During Trinity Church, Myrtle Beach’s testimony, the defendant’s attorney David Booth Beers asked the witness Frank Sloan repeatedly why they removed references to the national Church from their corporate documents.
After Plaintiffs objected Judge Goodstein said, agreeing with the objection, that the questions asked “goes to justification of why the entities did what they did. My concern is more the structure of the government-are we pre 1900 or after, when was the incorporation, what were the By-Laws? There’s been too much focus on the justification for why they did what they did. As it stands were not a hierarchical, state, we are for neutrality. The justification is interesting but not what I think should be the focus of this court.”

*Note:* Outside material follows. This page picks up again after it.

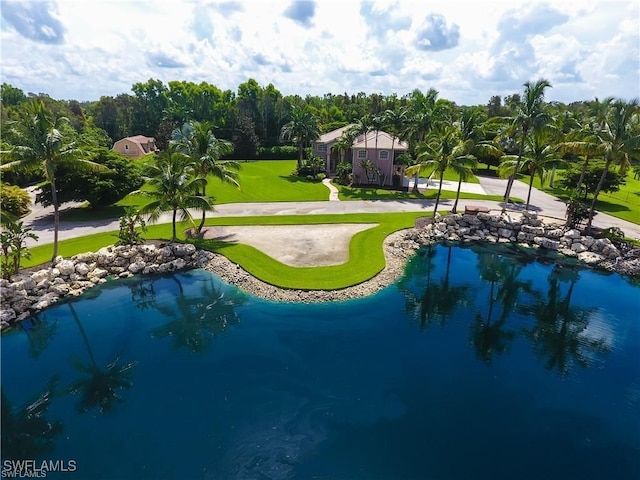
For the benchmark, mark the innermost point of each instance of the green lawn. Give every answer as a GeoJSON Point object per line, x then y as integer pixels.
{"type": "Point", "coordinates": [624, 204]}
{"type": "Point", "coordinates": [366, 257]}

Suzanne Schwank, testifying for the Parish Church of St. Helena’s, Beaufort, brought a 1728 Prayer Book in which references to the royal family had been crossed out, a parish registry with an entry dating back to 1706 and parish vestry minutes dating to 1724. The Vestry minutes requested and empowered one Mr. John Kean to “procure a clergyman of the Episcopalian Church for the town of Beaufort SC” in 1784 prior to the formation of either the Diocese of South Carolina or The Episcopal Church.
Can anyone expand upon this. No matter how I read it, it comes out incoherent. “As it stands were not a hierarchical, state, we are for neutrality.” Is “were” “we’re”? Is she stating here the entire case revolves around neutrality? If so, that statement has got to gave TEC shaking in her boots. I could see a cold shudder of fear in the minds of TEc’s lawyers…not that I was there. Though the other blogger’s site seems to be attempting word for word statements, this one, which seems gravitational, wasn’t one of them.

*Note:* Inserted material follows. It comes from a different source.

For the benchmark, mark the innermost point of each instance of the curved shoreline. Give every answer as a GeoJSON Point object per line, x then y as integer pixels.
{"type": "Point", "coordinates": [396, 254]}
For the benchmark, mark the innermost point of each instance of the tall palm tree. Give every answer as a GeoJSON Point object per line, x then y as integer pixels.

I assume that’s “we’re,” and that the judge is intent on applying SC law consistent with the All Saints Waccamaw SC Supreme Court decision which means that implied trusts are not valid in SC and only neutral property law will be enforced.
That’s what I was hoping. Thanks, Katherine.

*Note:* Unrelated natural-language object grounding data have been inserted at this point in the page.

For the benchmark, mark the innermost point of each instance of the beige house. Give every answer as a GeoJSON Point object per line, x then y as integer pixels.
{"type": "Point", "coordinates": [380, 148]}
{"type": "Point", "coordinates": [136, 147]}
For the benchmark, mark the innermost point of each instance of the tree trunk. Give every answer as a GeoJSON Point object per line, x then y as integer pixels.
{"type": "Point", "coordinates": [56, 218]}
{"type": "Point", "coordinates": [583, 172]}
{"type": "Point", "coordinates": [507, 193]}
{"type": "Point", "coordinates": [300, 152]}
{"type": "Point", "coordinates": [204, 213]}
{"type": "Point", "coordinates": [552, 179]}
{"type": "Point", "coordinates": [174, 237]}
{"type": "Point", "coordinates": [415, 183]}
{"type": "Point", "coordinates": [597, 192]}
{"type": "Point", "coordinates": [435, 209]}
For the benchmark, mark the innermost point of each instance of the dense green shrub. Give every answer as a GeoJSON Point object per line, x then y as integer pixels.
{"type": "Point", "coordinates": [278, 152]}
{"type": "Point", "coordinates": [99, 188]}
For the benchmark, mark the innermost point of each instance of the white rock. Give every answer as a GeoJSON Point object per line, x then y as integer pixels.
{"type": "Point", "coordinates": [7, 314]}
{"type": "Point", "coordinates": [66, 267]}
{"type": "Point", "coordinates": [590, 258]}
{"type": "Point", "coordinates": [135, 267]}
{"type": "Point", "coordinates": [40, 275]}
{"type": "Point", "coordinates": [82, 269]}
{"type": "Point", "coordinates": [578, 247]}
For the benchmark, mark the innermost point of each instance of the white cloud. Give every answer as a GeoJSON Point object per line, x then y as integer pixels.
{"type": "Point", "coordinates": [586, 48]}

Milton, I am not an expert on this trial. However, that is how Judge Goodstein has ruled so far; she is applying SC law.
IF the Episcopal Church in the USA was a hierarchical church, then Katherine would have been able to keep her word and enforce the Dar es Salaam agreement she signed.
Great big IF.
“Were” has to be a typo for “we’re”. Only way it makes any sense at all.
The All Saints case has already determined (1) TEC is not a heirerarchical church under South Carolina law and (2) the Denis Canon is not enforceable in South Carolina. That is why the reasons DSC left are irrelevant. It is strictly a case about neutral principles of corporate and property law.
I remember asking a question of an attorney friend when the All Saints decision came in 2009 (IIRC). I asked if TEc were to appeal to SCOTUS, what were the chances of the justices taking the case? He thought the chances were pretty small because property law is generally a state function and can differ in all 50 states. Here, the precedent is already set that courts must use neutral principles of law especially real property law when deciding who owns what even when the property in question is church property. Why TEC likes to ignore the precedent I can’t answer. I still think they are totally deluded.
BCL
Megalomania running rampant.
Scorched earth policy, BCL TEC is determined to waste the assets of the Diocese and exhaust Bp Lawrence (may God continue to bless him and all of his faithful priests and congregants !)
Yes, Luke. #9. Megalomania is indeed a possibility that I don’t want to consider but it may be the best explanation yet…. sadly.